I’m lucky to get up every morning and not feel forced to write anything. I look forward to the writing part of my day.

Of course there were periods during graduate school where I was forced to write a research paper or something, and those writing sessions were always kind of deadly.


Because the truth is this — forcing yourself to write when you don’t want to write can be painful.

As soon as writing begins to feel like work, you’re in big, big trouble. It’s why on Medium, for example, I like to write about topics I have some expertise in, and that I enjoy writing about.

I keep seeing recommendations to write about technology, and artificial intelligence, and business, and so on and so forth.

I might try an article in each of these topics in the weeks to come, but the problem is I just don’t have a lot of passion in these topics and I feel like spending an hour or longer writing a story about one of them might feel like work, which is never fun.

I believe readers can feel when you have passion in what you’re saying. And as soon as the writing begins to feel passionless and dull, the reader can sense it. Then you have a writer not having fun writing and a reader not having fun reading, which is always a shame.


Forcing yourself to write if you don’t feel like writing isn’t necessarily a bad thing.

Sometimes I’m not in the mood to write, but I sit down at the desk anyway and start writing something and after a few minutes I get into a groove and begin to enjoy myself.

I recommend you try this if you’re stuck in your latest story. You might want to avoid writing because you have no idea what to write next. Trust me, I’ve been there.

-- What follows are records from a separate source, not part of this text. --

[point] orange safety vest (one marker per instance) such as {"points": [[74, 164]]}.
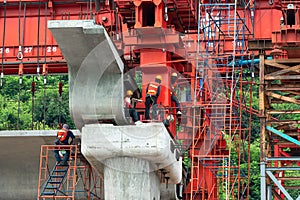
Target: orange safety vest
{"points": [[62, 135], [152, 88]]}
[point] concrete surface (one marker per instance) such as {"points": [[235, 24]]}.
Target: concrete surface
{"points": [[136, 152], [95, 71], [19, 164]]}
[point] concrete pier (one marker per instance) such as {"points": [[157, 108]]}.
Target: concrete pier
{"points": [[135, 160], [19, 162]]}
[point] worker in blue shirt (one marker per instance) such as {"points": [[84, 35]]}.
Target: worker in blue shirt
{"points": [[152, 93], [62, 138]]}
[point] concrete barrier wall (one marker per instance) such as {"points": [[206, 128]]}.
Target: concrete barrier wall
{"points": [[19, 162]]}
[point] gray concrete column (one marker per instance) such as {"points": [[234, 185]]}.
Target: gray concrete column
{"points": [[130, 178]]}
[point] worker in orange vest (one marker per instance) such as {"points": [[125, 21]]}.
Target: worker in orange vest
{"points": [[152, 93], [62, 138], [173, 92], [128, 107]]}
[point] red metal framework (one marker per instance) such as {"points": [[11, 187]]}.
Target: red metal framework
{"points": [[78, 180], [212, 49]]}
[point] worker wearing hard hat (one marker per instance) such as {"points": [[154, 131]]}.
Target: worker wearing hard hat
{"points": [[174, 98], [132, 111], [152, 93]]}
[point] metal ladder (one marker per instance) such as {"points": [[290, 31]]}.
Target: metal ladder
{"points": [[55, 181]]}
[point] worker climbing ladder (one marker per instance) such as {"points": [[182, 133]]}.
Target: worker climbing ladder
{"points": [[60, 181], [77, 180]]}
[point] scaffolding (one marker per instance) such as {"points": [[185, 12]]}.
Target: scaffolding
{"points": [[77, 180], [220, 149]]}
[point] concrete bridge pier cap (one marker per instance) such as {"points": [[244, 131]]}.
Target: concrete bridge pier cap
{"points": [[136, 161]]}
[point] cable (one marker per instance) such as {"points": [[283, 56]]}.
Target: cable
{"points": [[38, 42], [19, 54], [3, 43]]}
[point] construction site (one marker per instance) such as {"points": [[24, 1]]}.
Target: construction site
{"points": [[205, 81]]}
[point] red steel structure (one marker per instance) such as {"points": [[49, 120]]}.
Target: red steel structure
{"points": [[216, 47]]}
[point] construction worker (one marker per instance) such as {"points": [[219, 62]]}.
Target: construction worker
{"points": [[132, 111], [174, 98], [152, 93], [62, 138]]}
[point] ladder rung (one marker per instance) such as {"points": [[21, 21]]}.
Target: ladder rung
{"points": [[50, 187], [54, 182], [48, 193], [60, 170], [56, 176]]}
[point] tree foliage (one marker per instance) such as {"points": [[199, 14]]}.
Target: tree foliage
{"points": [[44, 109]]}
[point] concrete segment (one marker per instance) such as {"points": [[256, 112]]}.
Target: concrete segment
{"points": [[95, 71], [125, 178], [135, 152]]}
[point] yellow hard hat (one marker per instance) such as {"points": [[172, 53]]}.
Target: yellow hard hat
{"points": [[158, 77], [129, 92], [174, 74]]}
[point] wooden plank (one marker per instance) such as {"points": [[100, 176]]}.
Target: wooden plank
{"points": [[275, 64], [283, 111], [284, 98], [282, 88], [282, 77], [286, 70]]}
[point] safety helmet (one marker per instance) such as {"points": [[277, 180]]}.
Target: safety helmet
{"points": [[174, 74], [158, 77], [129, 92]]}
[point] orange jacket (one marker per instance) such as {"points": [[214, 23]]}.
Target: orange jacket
{"points": [[152, 88]]}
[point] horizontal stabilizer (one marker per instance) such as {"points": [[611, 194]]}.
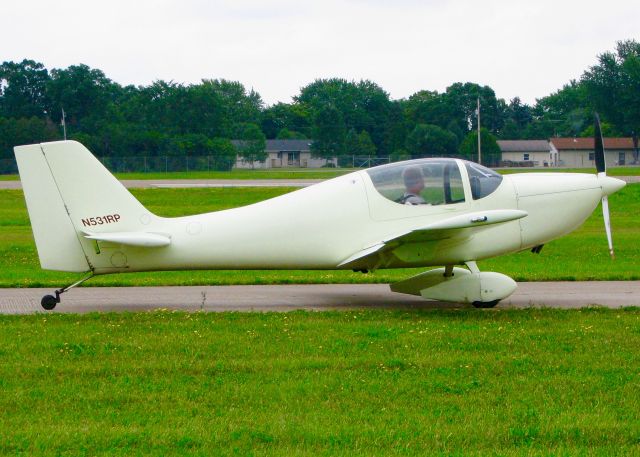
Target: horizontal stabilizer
{"points": [[138, 239]]}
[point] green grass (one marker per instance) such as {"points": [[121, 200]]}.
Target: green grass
{"points": [[582, 255], [465, 382]]}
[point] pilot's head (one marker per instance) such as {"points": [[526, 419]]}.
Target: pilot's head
{"points": [[413, 179]]}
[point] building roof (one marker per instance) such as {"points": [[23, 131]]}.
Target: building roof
{"points": [[575, 144], [288, 145], [283, 145], [524, 145]]}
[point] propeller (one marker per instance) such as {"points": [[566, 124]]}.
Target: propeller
{"points": [[601, 167]]}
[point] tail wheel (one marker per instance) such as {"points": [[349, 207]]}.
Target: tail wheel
{"points": [[485, 304]]}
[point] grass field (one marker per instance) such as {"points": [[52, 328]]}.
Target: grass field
{"points": [[326, 173], [466, 382], [583, 255]]}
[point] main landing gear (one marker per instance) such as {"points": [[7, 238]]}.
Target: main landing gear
{"points": [[49, 302]]}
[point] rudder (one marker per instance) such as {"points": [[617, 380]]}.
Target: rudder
{"points": [[68, 193]]}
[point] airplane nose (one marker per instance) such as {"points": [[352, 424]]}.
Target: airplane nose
{"points": [[611, 185]]}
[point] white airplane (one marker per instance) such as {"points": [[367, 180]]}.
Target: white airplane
{"points": [[418, 213]]}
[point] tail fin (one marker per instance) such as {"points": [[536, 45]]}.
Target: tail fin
{"points": [[68, 192]]}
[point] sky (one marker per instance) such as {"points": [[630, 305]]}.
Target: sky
{"points": [[527, 48]]}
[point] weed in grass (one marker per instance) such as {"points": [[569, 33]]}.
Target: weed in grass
{"points": [[464, 382]]}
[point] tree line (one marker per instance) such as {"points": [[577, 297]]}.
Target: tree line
{"points": [[343, 117]]}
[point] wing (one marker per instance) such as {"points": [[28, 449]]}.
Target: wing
{"points": [[454, 227]]}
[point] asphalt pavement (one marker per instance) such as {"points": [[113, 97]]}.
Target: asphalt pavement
{"points": [[314, 297]]}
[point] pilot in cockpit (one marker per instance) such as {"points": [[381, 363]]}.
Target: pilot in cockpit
{"points": [[414, 184]]}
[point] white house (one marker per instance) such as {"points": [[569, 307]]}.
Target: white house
{"points": [[579, 152], [286, 154], [535, 153]]}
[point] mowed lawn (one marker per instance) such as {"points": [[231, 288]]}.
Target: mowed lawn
{"points": [[583, 255], [464, 382]]}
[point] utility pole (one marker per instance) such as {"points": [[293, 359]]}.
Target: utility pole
{"points": [[64, 125], [479, 144]]}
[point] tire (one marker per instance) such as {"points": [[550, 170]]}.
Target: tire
{"points": [[485, 304], [49, 302]]}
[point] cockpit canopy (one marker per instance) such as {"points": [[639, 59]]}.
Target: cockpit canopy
{"points": [[432, 181]]}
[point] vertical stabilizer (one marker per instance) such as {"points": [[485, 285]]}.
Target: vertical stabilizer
{"points": [[70, 194], [56, 240]]}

But still sit down and start writing anyway. You might write twenty terrible sentences in a row, but maybe the twenty-first won’t be so bad and then you’ll find a rhythm and end up with 1,000 glorious words by the end of the session you never thought you’d achieve.


On the other hand, forcing yourself to write can lead to problems, too.

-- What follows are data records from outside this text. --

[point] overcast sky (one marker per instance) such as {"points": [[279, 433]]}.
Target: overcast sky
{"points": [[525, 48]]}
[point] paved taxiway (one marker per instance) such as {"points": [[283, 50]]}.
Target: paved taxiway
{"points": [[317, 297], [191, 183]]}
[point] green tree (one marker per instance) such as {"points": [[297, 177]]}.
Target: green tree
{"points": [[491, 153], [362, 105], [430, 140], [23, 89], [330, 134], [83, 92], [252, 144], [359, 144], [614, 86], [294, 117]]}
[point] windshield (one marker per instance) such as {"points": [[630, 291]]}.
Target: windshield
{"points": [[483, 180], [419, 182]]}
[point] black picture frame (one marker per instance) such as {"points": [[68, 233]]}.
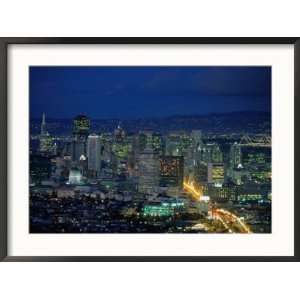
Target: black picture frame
{"points": [[4, 151]]}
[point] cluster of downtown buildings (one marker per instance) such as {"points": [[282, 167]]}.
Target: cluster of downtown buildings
{"points": [[145, 182]]}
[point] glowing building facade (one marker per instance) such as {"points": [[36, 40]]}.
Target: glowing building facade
{"points": [[148, 170], [94, 155]]}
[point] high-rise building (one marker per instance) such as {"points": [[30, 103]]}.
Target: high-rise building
{"points": [[46, 141], [148, 170], [75, 177], [235, 156], [211, 153], [94, 155], [81, 127], [215, 173], [196, 136], [171, 171]]}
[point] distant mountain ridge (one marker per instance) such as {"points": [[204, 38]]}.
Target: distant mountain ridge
{"points": [[251, 122]]}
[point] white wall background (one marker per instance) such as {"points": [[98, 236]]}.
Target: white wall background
{"points": [[149, 280]]}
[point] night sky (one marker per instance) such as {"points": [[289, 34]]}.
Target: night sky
{"points": [[141, 92]]}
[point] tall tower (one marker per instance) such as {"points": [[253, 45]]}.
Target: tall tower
{"points": [[46, 142], [43, 125], [81, 127], [94, 155], [148, 170]]}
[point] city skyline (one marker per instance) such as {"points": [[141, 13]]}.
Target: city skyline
{"points": [[191, 166]]}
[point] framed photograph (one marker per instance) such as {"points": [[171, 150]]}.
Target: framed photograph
{"points": [[149, 149]]}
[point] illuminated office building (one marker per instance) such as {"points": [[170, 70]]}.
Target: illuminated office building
{"points": [[94, 155], [46, 141], [171, 171], [119, 134], [148, 170], [215, 173], [81, 127], [75, 177], [211, 153], [157, 142], [173, 145], [235, 155]]}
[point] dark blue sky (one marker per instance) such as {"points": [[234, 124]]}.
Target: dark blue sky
{"points": [[140, 92]]}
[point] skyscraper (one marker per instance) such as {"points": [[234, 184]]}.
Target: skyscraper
{"points": [[81, 127], [235, 155], [171, 171], [94, 155], [46, 142], [148, 170]]}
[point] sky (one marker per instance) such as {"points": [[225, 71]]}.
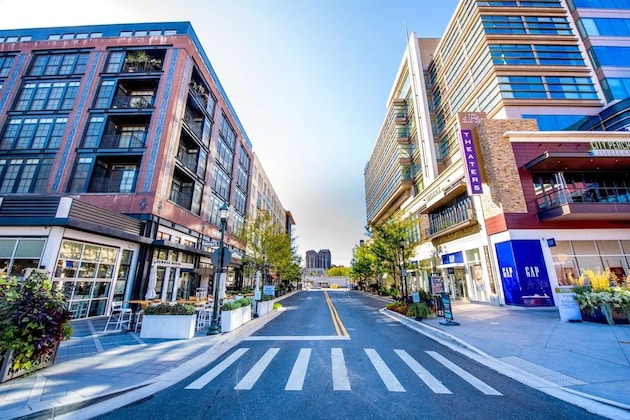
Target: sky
{"points": [[308, 79]]}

What Stephen King is specifically talking about in that quote is how writers’ workshops essentially force you to produce time and time again, and there’s no getting around it.

I love to write fiction, I write fiction all the time, and yet in more than one of my graduate writing workshops I had a short story due in a few days’ time, and I did not want to write it. That’s not to say I didn’t want to write anything. In fact sometimes during graduate school I was hard at work at revising a novel or adding new articles to my personal blog, and I didn’t have any use for a short story at the time.

But I had to write something, especially for the professor who only accepted short fiction and no novel excerpts, so I had to produce a story rather quickly, and some of those stories were good and some of them weren’t.

Occasionally being forced to write something I didn’t necessarily want to write in a way made me resent the entire writing process. It made me loathe the blank page more than usual.

And as soon as I turned in the story to my class, I wanted to avoid writing for a few days, because I was upset I’d been forced to write something I didn’t necessarily have any passion for.


So try to write every day if you can, but it’s okay not to force it either.

I still maintain the philosophy that if you’re serious about writing, you should try to write something every day. It can be for just ten minutes if you want. It doesn’t have to be four hours writing something you don’t want to.

But if you wake up on the occasional morning wanting to do anything but write, if you want to leave the house and go on an adventure and not even look at a laptop, then go on that adventure, do what you need to do.

Not writing here and there isn’t going to hurt you. It’s not going to make you a terrible writer.

Just write as much as you can, and try to enjoy the process! That’s why we do this, after all. Keep rediscovering your love of writing, and there’s no telling how far you can go.